George Washington nació en 1732 y creció en Virginia. La honestidad y la buena conducta eran muy importantes para él. Incluso llegó a copiar 110 reglas de "buen comportamiento" en su cuaderno de escuela. La naturaleza de su honestidad inspiraría luego una fábula sobre su persona. En esa historia, el joven George Washington usa el hacha de su padre para cortar un cerezo. Su padre, muy enojado, le pregunta si fue él quien cortó el árbol. El niño admite la verdad y dice: "¡No sé mentir!". Esta historia es ficción, pero la honestidad de Washington es un hecho.
Washington creció y se convirtió en un hombre de constitución y carácter fuertes. El gobernador de Virginia lo puso a cargo de las tropas del estado en la Guerra de los Siete Años. Washington aprendió que podía inspirar a los soldados con su capacidad de liderazgo.

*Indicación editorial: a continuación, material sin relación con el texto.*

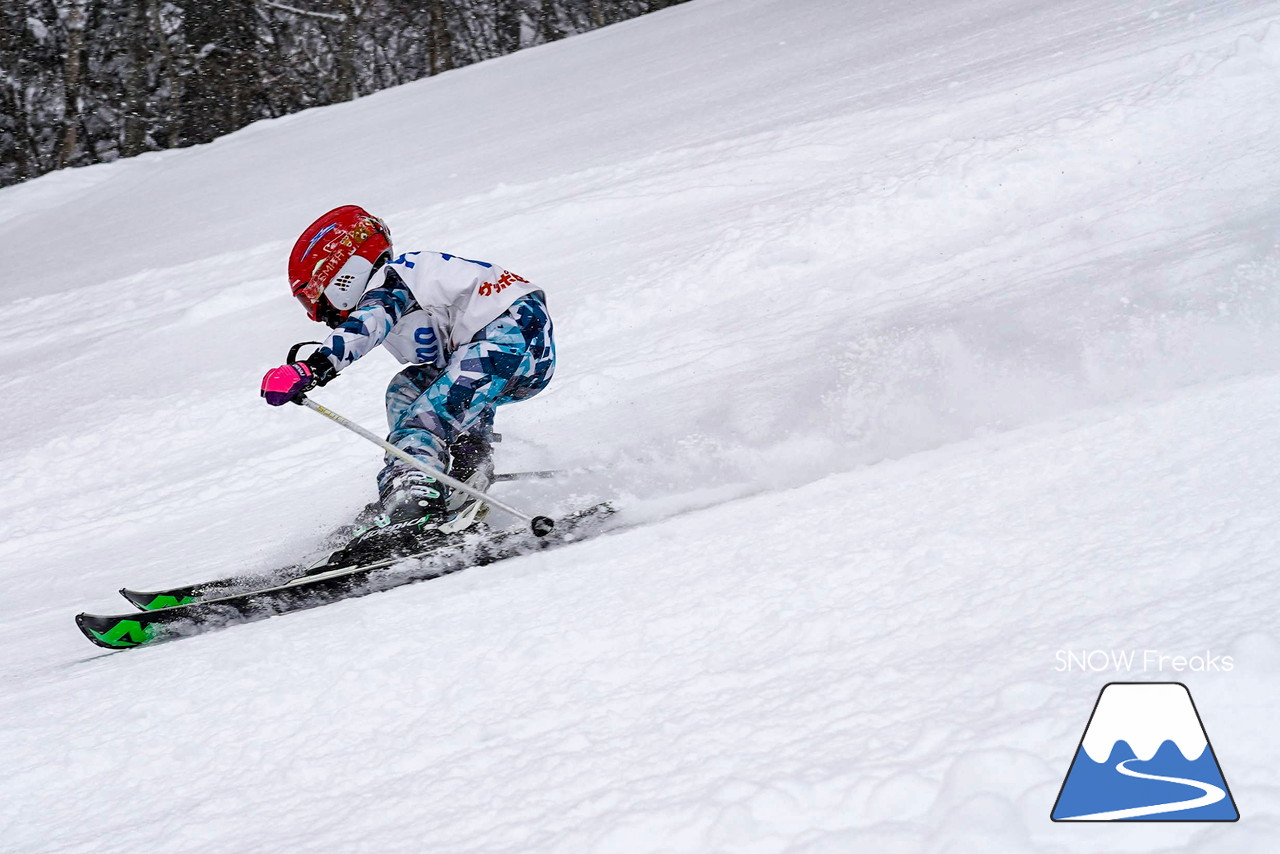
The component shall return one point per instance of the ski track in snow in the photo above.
(926, 352)
(1211, 794)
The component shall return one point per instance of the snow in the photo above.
(1144, 717)
(919, 342)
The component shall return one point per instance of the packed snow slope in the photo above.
(919, 342)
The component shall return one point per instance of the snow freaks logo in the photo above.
(1139, 660)
(1144, 757)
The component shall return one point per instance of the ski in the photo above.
(220, 603)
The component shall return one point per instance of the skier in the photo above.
(472, 334)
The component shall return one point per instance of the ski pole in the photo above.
(540, 525)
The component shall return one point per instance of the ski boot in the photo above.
(414, 508)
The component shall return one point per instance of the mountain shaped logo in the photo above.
(1144, 756)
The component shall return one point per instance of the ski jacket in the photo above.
(423, 306)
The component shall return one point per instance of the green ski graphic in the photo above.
(126, 633)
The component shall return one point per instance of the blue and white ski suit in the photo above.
(472, 334)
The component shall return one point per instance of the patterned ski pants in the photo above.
(511, 359)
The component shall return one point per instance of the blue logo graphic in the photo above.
(1144, 757)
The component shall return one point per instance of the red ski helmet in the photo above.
(341, 249)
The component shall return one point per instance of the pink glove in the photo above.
(287, 382)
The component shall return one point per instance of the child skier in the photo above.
(472, 334)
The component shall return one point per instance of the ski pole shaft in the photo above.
(540, 525)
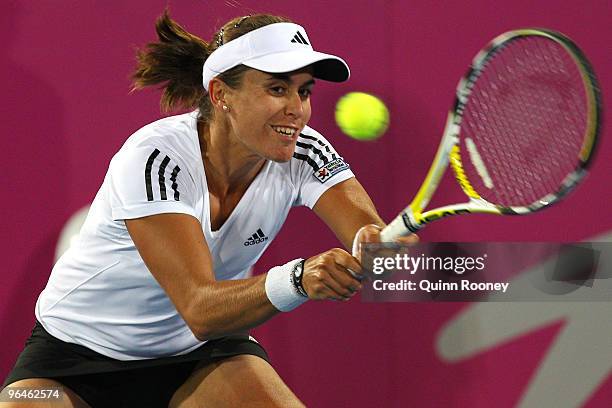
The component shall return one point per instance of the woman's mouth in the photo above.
(285, 131)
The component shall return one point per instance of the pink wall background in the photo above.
(66, 109)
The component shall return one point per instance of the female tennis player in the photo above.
(151, 307)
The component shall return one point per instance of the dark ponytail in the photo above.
(176, 60)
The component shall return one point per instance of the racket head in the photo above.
(525, 122)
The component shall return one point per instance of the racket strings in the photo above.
(526, 116)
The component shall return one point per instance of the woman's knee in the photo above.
(243, 380)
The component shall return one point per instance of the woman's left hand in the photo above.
(371, 234)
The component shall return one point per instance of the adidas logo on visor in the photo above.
(256, 238)
(299, 38)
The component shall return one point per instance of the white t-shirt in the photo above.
(100, 293)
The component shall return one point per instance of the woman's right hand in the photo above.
(330, 275)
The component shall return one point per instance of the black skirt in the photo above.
(105, 382)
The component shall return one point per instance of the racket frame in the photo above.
(413, 218)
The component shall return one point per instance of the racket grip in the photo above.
(403, 224)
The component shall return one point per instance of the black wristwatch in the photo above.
(296, 278)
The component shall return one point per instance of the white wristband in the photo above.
(280, 290)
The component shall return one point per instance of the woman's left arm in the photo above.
(345, 208)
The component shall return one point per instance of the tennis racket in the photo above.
(521, 133)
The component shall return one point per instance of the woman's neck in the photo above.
(230, 167)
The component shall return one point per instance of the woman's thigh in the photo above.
(239, 381)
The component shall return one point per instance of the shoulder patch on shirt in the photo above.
(161, 175)
(330, 169)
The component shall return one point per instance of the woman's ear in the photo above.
(217, 92)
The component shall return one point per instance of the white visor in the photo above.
(275, 48)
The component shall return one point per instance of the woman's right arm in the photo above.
(175, 251)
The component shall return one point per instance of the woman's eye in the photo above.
(278, 90)
(305, 93)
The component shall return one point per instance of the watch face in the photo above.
(298, 270)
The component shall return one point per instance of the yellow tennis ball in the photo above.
(362, 116)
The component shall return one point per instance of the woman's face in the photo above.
(268, 111)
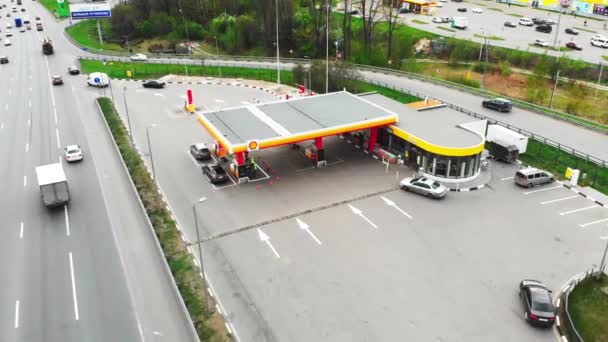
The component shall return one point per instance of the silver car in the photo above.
(424, 186)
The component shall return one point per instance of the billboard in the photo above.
(90, 10)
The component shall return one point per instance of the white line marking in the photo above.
(583, 225)
(57, 134)
(544, 189)
(17, 314)
(67, 220)
(74, 288)
(559, 199)
(580, 209)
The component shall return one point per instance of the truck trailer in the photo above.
(53, 185)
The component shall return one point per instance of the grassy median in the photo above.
(588, 306)
(209, 325)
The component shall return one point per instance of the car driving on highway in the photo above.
(538, 306)
(424, 186)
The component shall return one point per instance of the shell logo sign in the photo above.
(252, 145)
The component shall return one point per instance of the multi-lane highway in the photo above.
(89, 271)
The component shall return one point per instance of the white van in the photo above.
(600, 41)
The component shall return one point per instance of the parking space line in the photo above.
(559, 199)
(544, 189)
(583, 225)
(580, 209)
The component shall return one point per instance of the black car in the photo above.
(215, 174)
(538, 306)
(499, 104)
(544, 28)
(571, 31)
(154, 84)
(200, 151)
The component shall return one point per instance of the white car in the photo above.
(72, 153)
(139, 57)
(526, 22)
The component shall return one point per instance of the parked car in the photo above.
(424, 186)
(571, 31)
(72, 153)
(537, 302)
(200, 151)
(525, 22)
(154, 84)
(529, 177)
(573, 46)
(214, 173)
(497, 103)
(544, 28)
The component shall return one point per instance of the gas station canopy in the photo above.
(258, 126)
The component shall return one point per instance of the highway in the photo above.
(90, 271)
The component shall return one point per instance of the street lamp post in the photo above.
(150, 150)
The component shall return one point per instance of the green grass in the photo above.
(85, 33)
(556, 162)
(417, 21)
(183, 269)
(588, 307)
(489, 37)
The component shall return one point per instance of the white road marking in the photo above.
(583, 225)
(359, 213)
(544, 189)
(67, 220)
(559, 199)
(74, 288)
(580, 209)
(266, 239)
(17, 314)
(305, 227)
(394, 205)
(57, 134)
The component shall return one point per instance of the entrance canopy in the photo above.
(258, 126)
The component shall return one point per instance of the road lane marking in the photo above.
(67, 220)
(541, 190)
(580, 209)
(57, 134)
(559, 199)
(74, 288)
(17, 314)
(583, 225)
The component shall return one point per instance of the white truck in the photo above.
(496, 132)
(53, 185)
(460, 23)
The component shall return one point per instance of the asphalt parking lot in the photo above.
(390, 265)
(491, 23)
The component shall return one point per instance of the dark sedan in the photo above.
(215, 174)
(200, 151)
(538, 306)
(154, 84)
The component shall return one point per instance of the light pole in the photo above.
(150, 149)
(198, 240)
(277, 37)
(217, 53)
(124, 96)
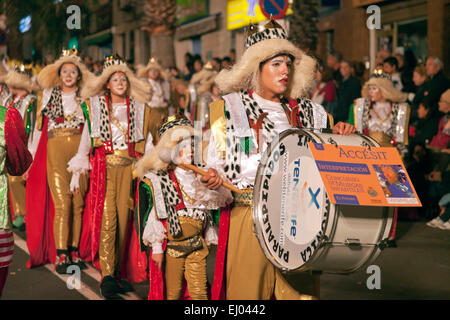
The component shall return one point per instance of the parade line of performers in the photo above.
(91, 165)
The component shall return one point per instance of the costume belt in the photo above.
(179, 249)
(63, 132)
(245, 199)
(120, 158)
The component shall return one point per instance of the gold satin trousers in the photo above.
(157, 118)
(250, 275)
(18, 187)
(118, 202)
(191, 267)
(68, 207)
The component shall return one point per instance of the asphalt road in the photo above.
(419, 268)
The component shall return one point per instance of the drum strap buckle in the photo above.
(352, 243)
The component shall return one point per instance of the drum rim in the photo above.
(258, 220)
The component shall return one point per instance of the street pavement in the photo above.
(419, 269)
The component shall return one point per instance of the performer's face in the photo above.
(274, 78)
(18, 91)
(69, 75)
(118, 84)
(153, 74)
(375, 93)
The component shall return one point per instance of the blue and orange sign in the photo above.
(367, 177)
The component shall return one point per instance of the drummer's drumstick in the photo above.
(165, 155)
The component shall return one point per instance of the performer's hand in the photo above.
(213, 180)
(344, 128)
(26, 174)
(158, 258)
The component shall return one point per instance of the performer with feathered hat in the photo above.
(14, 160)
(264, 96)
(116, 136)
(56, 221)
(160, 101)
(22, 97)
(383, 114)
(175, 214)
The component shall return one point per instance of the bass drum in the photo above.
(297, 226)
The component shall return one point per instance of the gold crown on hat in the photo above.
(114, 60)
(70, 52)
(24, 69)
(379, 73)
(270, 30)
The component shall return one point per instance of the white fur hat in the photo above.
(263, 43)
(49, 76)
(140, 90)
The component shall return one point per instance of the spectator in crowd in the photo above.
(381, 56)
(442, 138)
(358, 71)
(420, 79)
(227, 63)
(348, 91)
(334, 62)
(97, 68)
(406, 69)
(442, 222)
(216, 63)
(324, 93)
(232, 56)
(440, 151)
(438, 83)
(419, 158)
(198, 64)
(390, 66)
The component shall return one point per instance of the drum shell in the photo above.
(351, 237)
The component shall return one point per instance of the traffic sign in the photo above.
(276, 8)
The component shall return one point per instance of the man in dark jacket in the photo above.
(348, 91)
(438, 83)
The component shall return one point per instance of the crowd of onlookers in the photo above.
(339, 83)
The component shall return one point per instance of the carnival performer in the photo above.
(56, 218)
(178, 198)
(4, 91)
(116, 136)
(200, 95)
(383, 114)
(22, 98)
(159, 104)
(14, 160)
(257, 87)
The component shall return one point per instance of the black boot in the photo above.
(62, 261)
(75, 258)
(109, 288)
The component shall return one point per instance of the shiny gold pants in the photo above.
(250, 275)
(192, 267)
(68, 207)
(17, 187)
(115, 217)
(157, 117)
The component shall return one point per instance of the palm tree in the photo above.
(161, 22)
(303, 26)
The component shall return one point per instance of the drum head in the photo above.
(291, 206)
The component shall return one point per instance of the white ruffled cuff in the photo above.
(154, 232)
(212, 199)
(75, 181)
(79, 164)
(211, 235)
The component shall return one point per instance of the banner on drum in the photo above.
(363, 176)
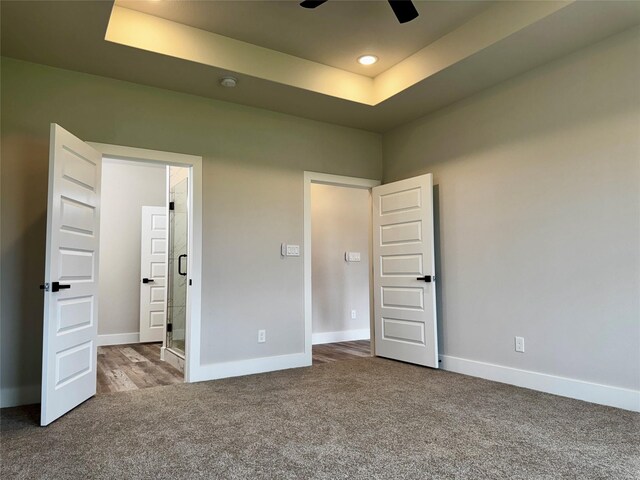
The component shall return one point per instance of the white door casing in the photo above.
(70, 312)
(403, 252)
(153, 273)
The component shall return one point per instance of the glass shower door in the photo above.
(178, 259)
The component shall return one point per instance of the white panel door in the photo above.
(403, 268)
(71, 273)
(153, 270)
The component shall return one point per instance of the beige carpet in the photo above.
(358, 419)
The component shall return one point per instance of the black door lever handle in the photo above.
(56, 286)
(180, 271)
(426, 278)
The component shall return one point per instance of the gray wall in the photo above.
(340, 219)
(126, 187)
(538, 192)
(253, 163)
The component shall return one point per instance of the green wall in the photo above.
(253, 163)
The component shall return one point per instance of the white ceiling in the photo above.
(334, 34)
(71, 35)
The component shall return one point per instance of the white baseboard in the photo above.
(15, 396)
(566, 387)
(249, 367)
(342, 336)
(172, 358)
(118, 339)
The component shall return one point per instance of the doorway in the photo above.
(338, 273)
(72, 273)
(143, 263)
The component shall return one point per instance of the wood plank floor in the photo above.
(337, 352)
(132, 367)
(136, 366)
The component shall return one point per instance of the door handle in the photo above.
(427, 278)
(180, 257)
(56, 286)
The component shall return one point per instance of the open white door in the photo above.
(71, 270)
(403, 268)
(153, 269)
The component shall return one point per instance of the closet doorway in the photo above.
(143, 264)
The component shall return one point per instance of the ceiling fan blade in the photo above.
(312, 3)
(404, 9)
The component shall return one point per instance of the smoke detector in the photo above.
(228, 82)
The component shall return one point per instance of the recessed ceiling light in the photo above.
(367, 59)
(228, 82)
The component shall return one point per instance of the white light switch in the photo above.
(290, 250)
(352, 256)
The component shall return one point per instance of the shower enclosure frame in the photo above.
(193, 371)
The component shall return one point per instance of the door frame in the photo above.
(338, 181)
(194, 296)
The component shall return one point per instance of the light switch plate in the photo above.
(289, 250)
(352, 256)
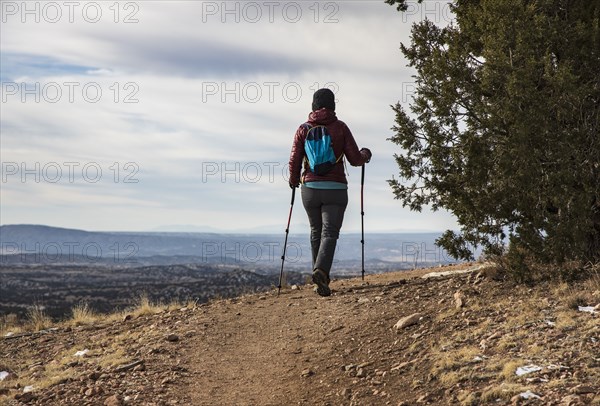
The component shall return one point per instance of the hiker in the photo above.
(324, 196)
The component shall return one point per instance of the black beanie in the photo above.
(323, 98)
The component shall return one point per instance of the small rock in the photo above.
(583, 389)
(307, 372)
(459, 299)
(570, 400)
(408, 321)
(114, 400)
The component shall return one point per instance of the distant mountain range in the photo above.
(45, 244)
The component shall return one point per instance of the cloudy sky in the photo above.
(137, 115)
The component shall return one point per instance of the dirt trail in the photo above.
(469, 333)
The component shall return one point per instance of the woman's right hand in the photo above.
(367, 152)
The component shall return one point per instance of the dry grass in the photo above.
(10, 324)
(82, 314)
(503, 391)
(37, 318)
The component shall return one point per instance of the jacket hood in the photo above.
(322, 116)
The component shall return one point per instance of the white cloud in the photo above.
(210, 94)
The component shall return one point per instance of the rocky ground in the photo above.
(404, 338)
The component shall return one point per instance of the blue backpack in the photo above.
(319, 150)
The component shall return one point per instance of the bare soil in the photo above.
(472, 333)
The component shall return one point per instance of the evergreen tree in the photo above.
(503, 129)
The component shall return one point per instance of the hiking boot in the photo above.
(321, 279)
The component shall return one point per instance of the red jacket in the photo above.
(343, 142)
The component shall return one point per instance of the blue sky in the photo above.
(140, 115)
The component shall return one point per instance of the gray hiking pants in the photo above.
(325, 209)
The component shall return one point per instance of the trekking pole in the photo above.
(362, 218)
(287, 231)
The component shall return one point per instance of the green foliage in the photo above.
(503, 130)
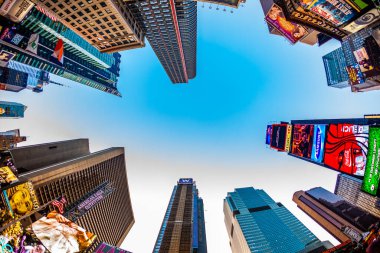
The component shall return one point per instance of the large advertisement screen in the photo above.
(302, 140)
(346, 148)
(337, 12)
(278, 138)
(292, 31)
(318, 149)
(372, 176)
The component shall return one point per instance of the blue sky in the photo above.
(212, 129)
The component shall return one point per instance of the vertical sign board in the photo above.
(371, 176)
(318, 149)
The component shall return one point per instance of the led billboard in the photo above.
(371, 176)
(318, 148)
(302, 140)
(292, 31)
(278, 138)
(268, 135)
(337, 12)
(346, 148)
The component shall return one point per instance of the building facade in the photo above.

En seguida, las colonias estuvieron en guerra con Gran Bretaña. En 1776, Washington fue elegido comandante en jefe del Ejército Continental. La Guerra de Independencia fue una guerra difícil para los colonos. A menudo, los soldados carecían de alimentos o ropa para mantenerse calientes. Sin embargo, nunca les faltó el liderazgo de Washington. Los soldados confiaban en Washington y lo seguían porque sabían que era honesto y valiente. Cuando la nueva nación necesitó un líder poderoso, lo encontró en George Washington. En 1789, Washington se convirtió en el primer presidente de Estados Unidos.